There's nothing problematic about accepting the null hypothesis, it's just that instead of controlling for Type I error, you need to control for Type II error, i.e. ensure sufficient power.

mlnewbie · on Sept 20, 2019

Yeah, we can't disprove anything, yadda yadda.

If almost every competition on Kaggle has a winner that is not significantly better than the bulk of the field, then that is proof. Chance correlations leading to you not rejecting the null can only take you so far.
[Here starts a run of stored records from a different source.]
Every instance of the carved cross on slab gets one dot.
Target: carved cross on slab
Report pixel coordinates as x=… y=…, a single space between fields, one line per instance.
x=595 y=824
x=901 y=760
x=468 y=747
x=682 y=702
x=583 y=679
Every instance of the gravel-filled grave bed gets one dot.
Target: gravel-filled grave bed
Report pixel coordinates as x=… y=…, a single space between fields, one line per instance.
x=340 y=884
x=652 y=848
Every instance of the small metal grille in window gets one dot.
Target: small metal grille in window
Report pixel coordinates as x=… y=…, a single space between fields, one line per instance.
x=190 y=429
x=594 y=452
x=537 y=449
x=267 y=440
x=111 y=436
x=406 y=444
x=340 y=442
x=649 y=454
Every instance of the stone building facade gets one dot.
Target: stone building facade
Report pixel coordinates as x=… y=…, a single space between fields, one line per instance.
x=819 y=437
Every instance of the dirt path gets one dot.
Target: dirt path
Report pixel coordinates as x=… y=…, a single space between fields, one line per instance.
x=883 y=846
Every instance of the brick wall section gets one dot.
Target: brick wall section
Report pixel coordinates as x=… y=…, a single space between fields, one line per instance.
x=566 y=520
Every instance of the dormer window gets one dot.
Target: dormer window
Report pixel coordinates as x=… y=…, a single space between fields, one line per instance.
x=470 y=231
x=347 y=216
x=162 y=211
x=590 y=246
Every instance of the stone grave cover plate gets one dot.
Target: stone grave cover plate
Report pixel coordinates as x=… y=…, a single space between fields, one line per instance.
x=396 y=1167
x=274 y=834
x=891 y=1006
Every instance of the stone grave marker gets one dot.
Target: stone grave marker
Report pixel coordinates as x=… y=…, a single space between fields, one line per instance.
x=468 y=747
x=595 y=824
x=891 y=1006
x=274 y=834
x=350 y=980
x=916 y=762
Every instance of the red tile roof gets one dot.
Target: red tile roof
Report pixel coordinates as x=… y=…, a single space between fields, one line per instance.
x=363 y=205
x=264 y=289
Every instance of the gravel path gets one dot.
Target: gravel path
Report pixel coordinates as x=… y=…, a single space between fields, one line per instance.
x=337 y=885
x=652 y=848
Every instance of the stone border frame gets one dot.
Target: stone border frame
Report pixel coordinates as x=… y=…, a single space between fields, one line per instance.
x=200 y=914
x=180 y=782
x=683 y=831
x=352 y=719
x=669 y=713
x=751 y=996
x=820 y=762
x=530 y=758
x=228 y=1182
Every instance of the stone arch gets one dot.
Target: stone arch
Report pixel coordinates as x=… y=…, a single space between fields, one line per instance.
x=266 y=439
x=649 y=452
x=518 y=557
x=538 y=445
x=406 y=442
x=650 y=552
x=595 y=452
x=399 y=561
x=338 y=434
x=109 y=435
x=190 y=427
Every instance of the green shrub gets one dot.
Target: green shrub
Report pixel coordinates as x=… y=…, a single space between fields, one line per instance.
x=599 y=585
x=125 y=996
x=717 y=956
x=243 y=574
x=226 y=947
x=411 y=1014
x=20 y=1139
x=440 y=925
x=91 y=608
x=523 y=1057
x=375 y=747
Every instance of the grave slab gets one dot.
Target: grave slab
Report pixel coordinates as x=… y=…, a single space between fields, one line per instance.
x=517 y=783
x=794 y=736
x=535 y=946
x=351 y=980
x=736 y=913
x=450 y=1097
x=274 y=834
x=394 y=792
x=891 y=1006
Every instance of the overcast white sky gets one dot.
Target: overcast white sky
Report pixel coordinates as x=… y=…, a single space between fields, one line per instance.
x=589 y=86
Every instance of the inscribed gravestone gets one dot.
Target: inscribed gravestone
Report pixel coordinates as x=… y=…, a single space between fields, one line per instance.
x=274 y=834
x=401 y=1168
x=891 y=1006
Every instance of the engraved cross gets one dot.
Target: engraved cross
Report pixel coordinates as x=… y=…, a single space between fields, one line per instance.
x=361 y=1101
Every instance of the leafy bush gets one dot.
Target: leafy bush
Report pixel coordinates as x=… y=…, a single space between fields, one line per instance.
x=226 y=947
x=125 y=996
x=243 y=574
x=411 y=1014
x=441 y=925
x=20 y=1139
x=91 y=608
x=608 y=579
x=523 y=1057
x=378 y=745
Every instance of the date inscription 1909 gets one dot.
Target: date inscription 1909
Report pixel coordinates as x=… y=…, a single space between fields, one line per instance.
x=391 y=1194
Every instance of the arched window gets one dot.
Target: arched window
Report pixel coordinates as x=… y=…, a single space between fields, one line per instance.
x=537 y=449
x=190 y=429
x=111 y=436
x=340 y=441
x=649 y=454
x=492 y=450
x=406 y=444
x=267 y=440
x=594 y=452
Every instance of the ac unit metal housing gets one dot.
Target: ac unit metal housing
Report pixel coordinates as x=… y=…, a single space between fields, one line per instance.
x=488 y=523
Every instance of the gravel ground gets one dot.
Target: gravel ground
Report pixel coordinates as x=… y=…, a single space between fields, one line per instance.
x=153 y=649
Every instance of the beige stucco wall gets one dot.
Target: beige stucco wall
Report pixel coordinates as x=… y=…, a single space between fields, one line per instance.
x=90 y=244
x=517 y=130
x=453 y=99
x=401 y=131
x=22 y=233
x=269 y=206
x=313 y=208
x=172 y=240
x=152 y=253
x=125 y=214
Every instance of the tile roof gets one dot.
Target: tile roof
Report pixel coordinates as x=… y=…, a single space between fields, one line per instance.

skybrian · on Sept 20, 2019

I think the point is we are left with uncertainty. Your prior should be that we don't know which competitor is best, and after the competition we are still unsure.

mlnewbie · on Sept 20, 2019

Isn't that the same thing as "not producing useful models"? Like, sure, some of the models may work, but unless you know which ones you can't make use of them.

skybrian · on Sept 20, 2019

Yes, very true, but if we're still unsure it may be worth testing them more, while if we've proven they don't work we can abandon them.

AstralStorm · on Sept 20, 2019

How do you test them more, with which nonbiased dataset that does not exist?

What you could do is actually describe the kind of errors the network makes. In the example of CT, false positive, false negative, wrong diagnosis. We can try to analyze what the network is detecting, rather than accept a result on some test set as real.

The millions of trials is an overstatement, but indeed few hundred thousands are needed to actually discern a winner, presuming the network did not cheat by focusing on, say, population statistics - say, certain cranium sizes being more likely to present with problems. Relying on population statistics derived from a small sample (even if representative, which it's not) is very risky...

alwayslearning0 · on Sept 20, 2019

It's also possible that if you have a lot of models that all score very close to each other that they just ALL work.